So, yet another business in trouble thanks to this foul recession caused by Brexit. Or that’s what chief executive of Jamie’s Italian, Simon Blagden, wants us to think, anyway. Announcing the closure of six restaurants he said:
‘As every restaurant owner knows, this is a tough market and, post-Brexit, the pressures and unknowns have made it even harder’
Well, not as every restaurant-owner knows, no. According to the ONS’ figures, published at the end of November, its economic index for hotels and restaurants was up 1.1 per cent in the third quarter – following the vote for Brexit. The latest Purchasing Managers’ Index (PMI), published yesterday, shows accelerating growth in services –the index climbing to 56.2 in November.
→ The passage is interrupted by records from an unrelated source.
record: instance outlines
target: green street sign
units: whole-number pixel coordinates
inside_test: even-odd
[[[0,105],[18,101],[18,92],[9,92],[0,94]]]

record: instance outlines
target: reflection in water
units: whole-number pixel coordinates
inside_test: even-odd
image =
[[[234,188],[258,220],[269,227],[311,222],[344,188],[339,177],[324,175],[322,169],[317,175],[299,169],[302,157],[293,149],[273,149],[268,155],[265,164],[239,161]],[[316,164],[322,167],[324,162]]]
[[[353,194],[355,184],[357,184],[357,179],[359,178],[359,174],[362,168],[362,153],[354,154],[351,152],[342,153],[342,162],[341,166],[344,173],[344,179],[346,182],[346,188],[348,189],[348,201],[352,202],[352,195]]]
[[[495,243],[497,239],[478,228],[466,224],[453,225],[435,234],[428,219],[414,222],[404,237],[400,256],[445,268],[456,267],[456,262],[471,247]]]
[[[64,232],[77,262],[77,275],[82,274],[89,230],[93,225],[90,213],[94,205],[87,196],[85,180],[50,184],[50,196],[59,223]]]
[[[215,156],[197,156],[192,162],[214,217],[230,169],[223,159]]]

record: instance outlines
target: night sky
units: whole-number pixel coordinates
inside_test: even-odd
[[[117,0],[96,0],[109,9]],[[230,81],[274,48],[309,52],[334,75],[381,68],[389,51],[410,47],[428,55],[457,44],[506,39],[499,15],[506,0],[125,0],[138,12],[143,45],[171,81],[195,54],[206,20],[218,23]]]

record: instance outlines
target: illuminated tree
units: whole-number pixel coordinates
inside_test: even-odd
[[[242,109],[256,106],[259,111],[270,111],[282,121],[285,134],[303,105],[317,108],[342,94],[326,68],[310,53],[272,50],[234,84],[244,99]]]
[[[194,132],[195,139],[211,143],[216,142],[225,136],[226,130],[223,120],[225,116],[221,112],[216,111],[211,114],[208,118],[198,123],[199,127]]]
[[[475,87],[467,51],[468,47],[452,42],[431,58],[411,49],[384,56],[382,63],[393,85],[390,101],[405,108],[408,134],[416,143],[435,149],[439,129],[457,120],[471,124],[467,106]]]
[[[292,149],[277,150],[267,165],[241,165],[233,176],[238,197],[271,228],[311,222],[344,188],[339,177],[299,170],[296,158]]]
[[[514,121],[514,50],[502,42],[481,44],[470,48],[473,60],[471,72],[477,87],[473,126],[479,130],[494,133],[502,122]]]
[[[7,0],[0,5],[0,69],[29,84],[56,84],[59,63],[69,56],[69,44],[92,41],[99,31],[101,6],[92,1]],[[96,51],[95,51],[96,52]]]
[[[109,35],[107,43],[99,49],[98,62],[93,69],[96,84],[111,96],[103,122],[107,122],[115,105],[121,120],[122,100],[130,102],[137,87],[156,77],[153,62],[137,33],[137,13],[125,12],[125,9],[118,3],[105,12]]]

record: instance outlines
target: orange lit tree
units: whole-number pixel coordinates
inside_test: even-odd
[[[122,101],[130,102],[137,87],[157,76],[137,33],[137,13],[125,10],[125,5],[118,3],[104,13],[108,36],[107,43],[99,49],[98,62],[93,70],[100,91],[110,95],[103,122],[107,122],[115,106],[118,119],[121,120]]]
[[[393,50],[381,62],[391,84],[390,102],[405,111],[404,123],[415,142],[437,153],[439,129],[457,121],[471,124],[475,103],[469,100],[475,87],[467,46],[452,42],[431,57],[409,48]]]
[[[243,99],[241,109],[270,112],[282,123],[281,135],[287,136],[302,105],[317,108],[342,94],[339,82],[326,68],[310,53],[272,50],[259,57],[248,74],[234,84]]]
There is an alternative explanation for the closure of Jamie’s restaurants, of course: they just aren’t good enough for the prices they are charging. I’ve never eaten at Jamie’s as it happens, but I know Britain abounds with chain Italian restaurants, and not all of them charge £12 for the cheapest pizza and £5 for a small glass of house wine. Anyone fooled into thinking Brexit is to blame should go to Jamies’ Facebook page. I presume the comments are unedited – if they have been edited the situation is even worse. Ratnesh is complaining about ‘extremely poor’ service in St Albans, where the food order was mixed up and the food served ‘lukewarm’. Clare Dovey-Wilson says she has had three poor meals at Jamies’ in a row – in the latest of which one of her children’s main courses was served half an hour before the rest. Emma Jane went to Jamies’ in Leeds to celebrate her wedding anniversary, and came away complaining of a ‘warm at best’ lamb risotto and of paying £10.95 for a seafood fritter starter which consisted of four muscles and a small piece of fish and squid.
And so it goes on. Jamie Oliver might have many TV fans but there is a limit to how much people will pay, and how much they will put up with poor service, just for a TV chef’s brand name. How much easier it is to blame Brexit than to face up to the inadequacies of your business.